Nach Abschluss der Tests wird das System im Jahr 2009 in Serie gehen

Bei Mercedes-Benz beginnt die letzte Erprobungsphase eines Assistenzsystems, das Autofahrer rechtzeitig vor Übermüdung und dem gefürchteten Sekundenschlaf warnen soll. Nach Abschluss aller Tests wird das System im Jahre 2009 in Serie gehen.

Fahrerverhalten wird analysiert
Laut aktueller Studien sind bis zu 33 Prozent aller tödlichen Verkehrsunfälle auf übermüdete Autofahrer zurückzuführen. Erschöpfung macht sich in der Regel nicht schlagartig bemerkbar, sondern baut sich über einen gewissen Zeitraum auf. Das Mercedes-System analysiert das Fahrerverhalten mittels verschiedener Sensoren und erkennt, wenn sich der persönliche Fahrstil müdigkeitsbedingt ändert. In diesem Fall wird der Fahrer daran erinnert, eine Pause zu machen. Das Assistenzsystem kann Müdigkeit bereits im Ansatz erkennen und den Fahrer warnen.
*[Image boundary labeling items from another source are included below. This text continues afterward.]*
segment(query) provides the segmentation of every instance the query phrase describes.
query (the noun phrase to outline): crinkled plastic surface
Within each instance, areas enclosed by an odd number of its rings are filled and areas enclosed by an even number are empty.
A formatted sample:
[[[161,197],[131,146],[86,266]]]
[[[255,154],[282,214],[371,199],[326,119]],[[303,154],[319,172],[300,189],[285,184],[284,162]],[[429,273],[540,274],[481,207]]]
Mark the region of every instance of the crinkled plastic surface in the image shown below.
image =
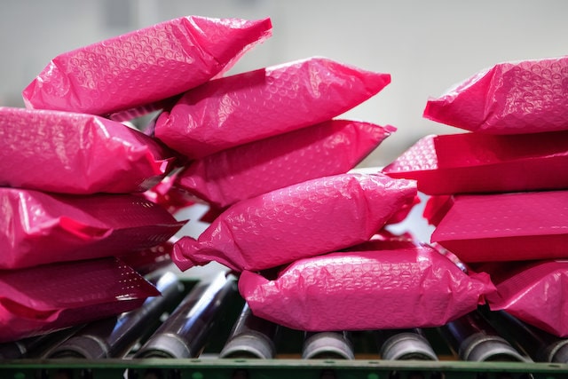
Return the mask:
[[[429,99],[424,117],[490,134],[568,130],[568,56],[482,70]]]
[[[427,194],[568,188],[568,131],[427,136],[383,170]]]
[[[568,336],[568,261],[501,263],[486,268],[497,288],[487,296],[491,310],[507,311],[553,335]]]
[[[155,135],[190,158],[330,120],[390,82],[326,58],[309,58],[208,82],[156,122]]]
[[[494,287],[417,246],[300,259],[272,280],[244,271],[239,290],[256,316],[325,331],[441,326],[477,309]]]
[[[130,194],[57,195],[0,188],[0,269],[120,256],[168,241],[185,224]]]
[[[178,184],[218,209],[320,177],[349,171],[396,130],[331,120],[194,161]]]
[[[102,117],[0,107],[0,186],[61,193],[126,193],[160,182],[173,152]]]
[[[415,183],[340,174],[289,186],[229,207],[199,236],[174,245],[182,270],[217,261],[262,270],[367,241],[416,195]]]
[[[108,114],[185,92],[272,35],[270,19],[181,17],[54,58],[23,91],[27,107]]]
[[[456,195],[434,230],[463,262],[568,258],[568,191]]]
[[[0,271],[0,342],[120,314],[159,294],[115,258]]]

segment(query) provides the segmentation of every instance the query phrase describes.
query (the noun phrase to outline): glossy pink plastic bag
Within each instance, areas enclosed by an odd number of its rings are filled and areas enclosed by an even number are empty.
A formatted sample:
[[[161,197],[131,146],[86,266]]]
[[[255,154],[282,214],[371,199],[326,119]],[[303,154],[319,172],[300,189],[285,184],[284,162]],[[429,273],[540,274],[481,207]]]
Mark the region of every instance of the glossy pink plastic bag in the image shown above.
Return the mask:
[[[0,107],[0,186],[61,193],[132,193],[159,183],[174,154],[91,114]]]
[[[395,130],[331,120],[194,161],[179,175],[178,185],[224,209],[278,188],[347,172]]]
[[[428,100],[424,117],[490,134],[568,130],[568,56],[480,71]]]
[[[120,256],[168,241],[184,222],[140,196],[0,188],[0,269]]]
[[[383,172],[414,179],[427,194],[568,188],[568,130],[427,136]]]
[[[437,327],[494,290],[428,246],[300,259],[274,280],[245,271],[239,290],[256,316],[309,331]]]
[[[120,314],[159,294],[115,258],[0,271],[0,342]]]
[[[190,158],[330,120],[378,93],[389,74],[310,58],[208,82],[158,117],[155,136]]]
[[[50,62],[23,91],[30,108],[108,114],[196,87],[272,35],[269,19],[181,17]]]
[[[463,262],[568,258],[568,191],[456,195],[431,235]]]
[[[499,264],[486,268],[497,292],[493,311],[504,310],[553,335],[568,336],[568,261]]]
[[[382,174],[308,180],[235,203],[198,240],[178,241],[173,260],[255,271],[335,251],[367,241],[415,195],[414,182]]]

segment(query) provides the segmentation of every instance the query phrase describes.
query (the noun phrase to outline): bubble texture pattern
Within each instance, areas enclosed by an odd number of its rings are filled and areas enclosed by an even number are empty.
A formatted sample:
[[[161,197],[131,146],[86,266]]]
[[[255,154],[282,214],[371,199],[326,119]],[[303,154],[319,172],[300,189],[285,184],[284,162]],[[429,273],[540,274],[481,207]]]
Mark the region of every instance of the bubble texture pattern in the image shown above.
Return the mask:
[[[15,341],[142,305],[158,290],[116,258],[0,272],[0,342]]]
[[[199,236],[174,245],[182,270],[217,261],[263,270],[367,241],[414,201],[414,181],[383,174],[318,178],[239,201]]]
[[[193,162],[177,184],[218,209],[353,169],[394,127],[331,120]]]
[[[497,64],[429,99],[423,115],[488,134],[568,130],[568,56]]]
[[[107,114],[162,100],[229,69],[272,35],[269,19],[182,17],[54,58],[26,107]]]
[[[441,326],[477,309],[494,287],[418,246],[300,259],[272,280],[245,271],[239,290],[257,317],[326,331]]]
[[[102,117],[0,107],[3,186],[75,194],[141,192],[169,172],[173,156],[150,137]]]
[[[120,256],[157,246],[184,225],[141,196],[70,196],[0,188],[1,269]]]
[[[325,58],[211,80],[156,121],[155,136],[189,158],[328,121],[390,82]]]
[[[568,191],[454,196],[431,241],[466,263],[568,258]]]
[[[426,136],[387,165],[430,195],[568,188],[568,130]]]

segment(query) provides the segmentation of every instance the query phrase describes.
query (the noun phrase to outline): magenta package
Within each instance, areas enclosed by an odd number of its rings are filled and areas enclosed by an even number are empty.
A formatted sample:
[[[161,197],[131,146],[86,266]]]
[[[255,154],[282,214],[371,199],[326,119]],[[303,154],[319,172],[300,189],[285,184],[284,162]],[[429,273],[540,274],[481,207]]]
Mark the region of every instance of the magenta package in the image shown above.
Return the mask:
[[[178,240],[172,258],[181,270],[275,267],[367,241],[415,195],[414,181],[383,174],[307,180],[229,207],[198,240]]]
[[[0,188],[0,269],[120,256],[157,246],[185,224],[140,196]]]
[[[182,17],[57,56],[27,107],[106,115],[162,100],[229,69],[272,35],[269,19]]]
[[[431,235],[463,262],[568,257],[568,191],[456,195]]]
[[[158,295],[115,258],[0,271],[0,342],[120,314]]]
[[[491,310],[506,311],[548,333],[568,336],[568,261],[507,263],[486,268],[497,288],[487,296]]]
[[[0,186],[86,194],[145,191],[174,154],[128,126],[59,111],[0,107]]]
[[[441,326],[477,309],[494,287],[422,245],[307,257],[273,280],[244,271],[239,290],[256,316],[326,331]]]
[[[568,130],[494,136],[426,136],[383,172],[427,194],[568,188]]]
[[[178,185],[224,209],[278,188],[347,172],[395,130],[391,126],[331,120],[192,162]]]
[[[378,93],[389,74],[310,58],[208,82],[156,121],[155,136],[189,158],[330,120]]]
[[[424,117],[489,134],[568,130],[568,56],[482,70],[429,99]]]

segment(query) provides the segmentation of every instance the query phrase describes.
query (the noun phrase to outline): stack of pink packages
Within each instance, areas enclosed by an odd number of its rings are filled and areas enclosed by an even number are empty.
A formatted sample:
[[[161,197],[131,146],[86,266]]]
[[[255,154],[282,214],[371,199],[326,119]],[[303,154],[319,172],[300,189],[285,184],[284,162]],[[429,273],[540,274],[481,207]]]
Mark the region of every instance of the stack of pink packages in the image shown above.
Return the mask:
[[[220,77],[269,19],[182,17],[56,57],[0,108],[0,341],[139,306],[178,221],[146,193],[183,161],[119,121]],[[125,264],[127,262],[128,264]]]
[[[424,116],[469,132],[425,137],[383,171],[431,195],[431,241],[492,275],[492,310],[568,336],[568,57],[498,64]]]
Individuelles Fahrerprofil
Anders als andere Verfahren zur Müdigkeitserkennung wertet das Stuttgarter System eine Reihe von Indikatoren aus, um die Aufmerksamkeit von Autofahrern zu beurteilen und den gleitenden Übergang vom Wachzustand zur Ermüdung zu erkennen. Bei jeder Fahrt beobachtet der ,Attention-Assist" permanent typische Verhaltensmuster des Autolenkers und ermittelt auf diese Weise ein individuelles Fahrerprofil, das als Grundlage für die Müdigkeitserkennung dient. Bei
signifikanten Abweichungen von den gespeicherten Erfahrungswerten stellt das System fest, ob Anzeichen für eine beginnende Müdigkeit vorliegen oder nicht.
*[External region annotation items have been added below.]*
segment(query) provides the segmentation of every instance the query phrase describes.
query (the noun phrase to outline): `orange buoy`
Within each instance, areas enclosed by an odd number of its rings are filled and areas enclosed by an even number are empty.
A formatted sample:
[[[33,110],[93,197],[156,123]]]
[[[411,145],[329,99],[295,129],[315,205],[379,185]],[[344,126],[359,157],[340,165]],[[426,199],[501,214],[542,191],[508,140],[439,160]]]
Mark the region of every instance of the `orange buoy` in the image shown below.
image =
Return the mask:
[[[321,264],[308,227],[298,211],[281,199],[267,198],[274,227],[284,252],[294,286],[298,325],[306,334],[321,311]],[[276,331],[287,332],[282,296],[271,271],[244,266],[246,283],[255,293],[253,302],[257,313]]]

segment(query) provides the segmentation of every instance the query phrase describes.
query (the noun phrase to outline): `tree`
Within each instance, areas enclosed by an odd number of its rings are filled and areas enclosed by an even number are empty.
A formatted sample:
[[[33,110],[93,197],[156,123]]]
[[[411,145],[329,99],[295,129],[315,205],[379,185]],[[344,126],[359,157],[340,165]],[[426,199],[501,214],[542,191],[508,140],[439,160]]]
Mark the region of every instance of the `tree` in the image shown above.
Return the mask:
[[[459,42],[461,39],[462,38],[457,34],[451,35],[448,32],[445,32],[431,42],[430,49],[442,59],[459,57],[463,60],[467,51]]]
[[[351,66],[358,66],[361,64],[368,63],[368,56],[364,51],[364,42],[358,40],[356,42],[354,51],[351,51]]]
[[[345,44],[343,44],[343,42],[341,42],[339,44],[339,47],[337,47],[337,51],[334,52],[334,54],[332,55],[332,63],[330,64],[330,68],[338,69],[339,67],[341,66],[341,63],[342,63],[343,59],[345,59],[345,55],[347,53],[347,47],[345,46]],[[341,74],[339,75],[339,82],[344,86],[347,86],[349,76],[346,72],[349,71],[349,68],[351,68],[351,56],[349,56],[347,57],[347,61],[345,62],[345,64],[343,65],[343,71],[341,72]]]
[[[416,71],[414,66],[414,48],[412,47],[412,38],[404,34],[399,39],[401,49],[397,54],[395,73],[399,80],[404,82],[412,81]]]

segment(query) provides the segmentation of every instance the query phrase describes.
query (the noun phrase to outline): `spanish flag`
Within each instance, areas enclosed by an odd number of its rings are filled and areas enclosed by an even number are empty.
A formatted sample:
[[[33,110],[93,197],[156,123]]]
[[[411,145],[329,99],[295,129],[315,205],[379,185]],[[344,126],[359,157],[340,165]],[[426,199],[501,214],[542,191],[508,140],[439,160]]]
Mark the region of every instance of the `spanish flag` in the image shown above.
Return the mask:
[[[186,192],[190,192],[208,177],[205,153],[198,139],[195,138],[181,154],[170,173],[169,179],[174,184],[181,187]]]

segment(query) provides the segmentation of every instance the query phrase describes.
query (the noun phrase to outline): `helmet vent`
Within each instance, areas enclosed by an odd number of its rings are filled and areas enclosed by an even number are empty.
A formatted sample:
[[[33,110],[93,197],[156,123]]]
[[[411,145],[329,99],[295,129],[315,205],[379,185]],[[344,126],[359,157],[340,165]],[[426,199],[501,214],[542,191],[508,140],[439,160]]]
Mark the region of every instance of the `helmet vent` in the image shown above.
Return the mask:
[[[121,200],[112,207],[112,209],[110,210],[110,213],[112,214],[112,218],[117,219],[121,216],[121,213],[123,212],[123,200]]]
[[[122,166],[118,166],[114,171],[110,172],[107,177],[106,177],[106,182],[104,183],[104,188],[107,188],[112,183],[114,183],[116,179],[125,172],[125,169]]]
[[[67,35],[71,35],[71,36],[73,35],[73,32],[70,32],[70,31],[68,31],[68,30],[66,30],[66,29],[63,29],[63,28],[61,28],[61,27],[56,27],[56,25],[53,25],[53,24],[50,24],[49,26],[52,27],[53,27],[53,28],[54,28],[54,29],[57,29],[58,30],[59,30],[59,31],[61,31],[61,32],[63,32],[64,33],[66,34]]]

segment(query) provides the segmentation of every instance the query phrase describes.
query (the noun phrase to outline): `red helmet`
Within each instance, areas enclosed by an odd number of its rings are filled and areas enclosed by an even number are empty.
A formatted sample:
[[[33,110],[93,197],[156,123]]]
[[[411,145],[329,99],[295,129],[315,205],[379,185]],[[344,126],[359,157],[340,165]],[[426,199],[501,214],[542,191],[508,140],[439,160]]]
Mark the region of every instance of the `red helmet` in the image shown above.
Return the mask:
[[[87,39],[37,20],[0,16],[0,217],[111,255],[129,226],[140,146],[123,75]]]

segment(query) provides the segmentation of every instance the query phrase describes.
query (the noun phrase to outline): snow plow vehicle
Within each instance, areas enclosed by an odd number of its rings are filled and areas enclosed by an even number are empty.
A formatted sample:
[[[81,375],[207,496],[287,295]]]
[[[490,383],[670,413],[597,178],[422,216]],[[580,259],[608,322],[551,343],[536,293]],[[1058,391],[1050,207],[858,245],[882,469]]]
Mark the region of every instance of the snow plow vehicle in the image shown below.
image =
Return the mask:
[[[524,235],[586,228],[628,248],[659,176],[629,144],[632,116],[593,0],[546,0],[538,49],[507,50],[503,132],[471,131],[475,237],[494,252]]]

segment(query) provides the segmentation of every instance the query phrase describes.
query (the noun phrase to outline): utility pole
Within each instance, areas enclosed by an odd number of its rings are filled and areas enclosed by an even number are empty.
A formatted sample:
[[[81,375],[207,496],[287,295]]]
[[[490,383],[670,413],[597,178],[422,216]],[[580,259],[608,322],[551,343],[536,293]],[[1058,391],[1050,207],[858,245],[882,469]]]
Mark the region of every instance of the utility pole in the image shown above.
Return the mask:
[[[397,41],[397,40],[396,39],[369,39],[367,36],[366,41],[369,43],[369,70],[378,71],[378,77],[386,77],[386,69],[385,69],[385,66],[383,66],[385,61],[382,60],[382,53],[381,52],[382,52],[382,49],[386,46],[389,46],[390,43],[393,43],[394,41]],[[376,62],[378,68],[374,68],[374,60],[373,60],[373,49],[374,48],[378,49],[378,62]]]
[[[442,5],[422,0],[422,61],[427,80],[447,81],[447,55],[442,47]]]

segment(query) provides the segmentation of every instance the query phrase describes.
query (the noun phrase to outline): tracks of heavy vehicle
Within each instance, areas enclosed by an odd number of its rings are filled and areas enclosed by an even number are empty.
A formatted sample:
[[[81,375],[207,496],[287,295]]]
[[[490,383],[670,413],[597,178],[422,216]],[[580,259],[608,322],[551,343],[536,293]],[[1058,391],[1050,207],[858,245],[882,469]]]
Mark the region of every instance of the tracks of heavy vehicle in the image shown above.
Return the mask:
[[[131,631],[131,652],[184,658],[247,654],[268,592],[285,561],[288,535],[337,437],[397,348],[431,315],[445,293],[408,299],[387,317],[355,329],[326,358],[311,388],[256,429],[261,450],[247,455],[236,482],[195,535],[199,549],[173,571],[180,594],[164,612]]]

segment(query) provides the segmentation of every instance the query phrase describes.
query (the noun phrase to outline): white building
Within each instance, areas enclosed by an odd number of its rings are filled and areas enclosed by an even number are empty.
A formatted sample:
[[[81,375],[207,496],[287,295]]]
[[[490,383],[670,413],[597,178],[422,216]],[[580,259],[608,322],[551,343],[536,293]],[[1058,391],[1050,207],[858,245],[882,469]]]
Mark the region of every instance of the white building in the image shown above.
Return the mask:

Analyse verschiedener Messgrößen
Zu den Messgrößen gehören die Geschwindigkeit, die Längs- und Querbeschleunigung, die Lenkradwinkel, sowie bestimmte Bedienhandlungen wie beispielsweise die Pedal- und Blinkerbetätigung oder die Aktivierung der Scheibenwischanlage. Aber auch äußere Einflüsse wie Seitenwind oder Fahrbahnunebenheiten werden berücksichtigt.

Lenkverhalten als Indikator für Müdigkeit
Als besonders aussagekräftig hat sich laut Mercedes die Beobachtung des Lenkverhaltens erwiesen: Übermüdete Autofahrer fallen durch eine Folge typischer Lenkradbewegungen auf, die anschließend sofort wieder korrigiert werden. Das Assistenzprogramm erkennt solche Anzeichen und warnt den Autofahrer frühzeitig, falls sich sein Lenkverhalten verändert und gleichzeitig auch andere Indikatoren auf eine beginnende Übermüdung hinweisen. Gleich wie beim System ,Driver Alert" von Volvo mahnt der ,Attention-Assist" den Fahrer mit einem Warnsignal und dem Symbol einer Kaffetasse im Display eine Pause einzulegen.

Weltweite Erprobung
Die Entwicklung des Assistenzsystems begann mit einer Versuchsreihe im Berliner Fahrsimulator. Es folgten Tag- und Nachtfahrten auf Autobahnen, an denen bis heute über 420 weibliche und männliche Testpersonen teilnehmen. Sie legten bisher insgesamt mehr als 500.000 Kilometer zurück. Dauererprobungen in verschiedenen Klimazonen, im Stadtverkehr, auf Schlechtwegstrecken und bei Langstreckenfahrten runden das Testprogramm ab.

Ab 2009 in Serie
In welchen Modellen und zu welchem Preis das Sicherheitssystem erhältlich sein wird, ließ Mercedes noch nicht verlauten. Der Serieneinsatz des Systems ist aber für das Jahr 2009 geplant.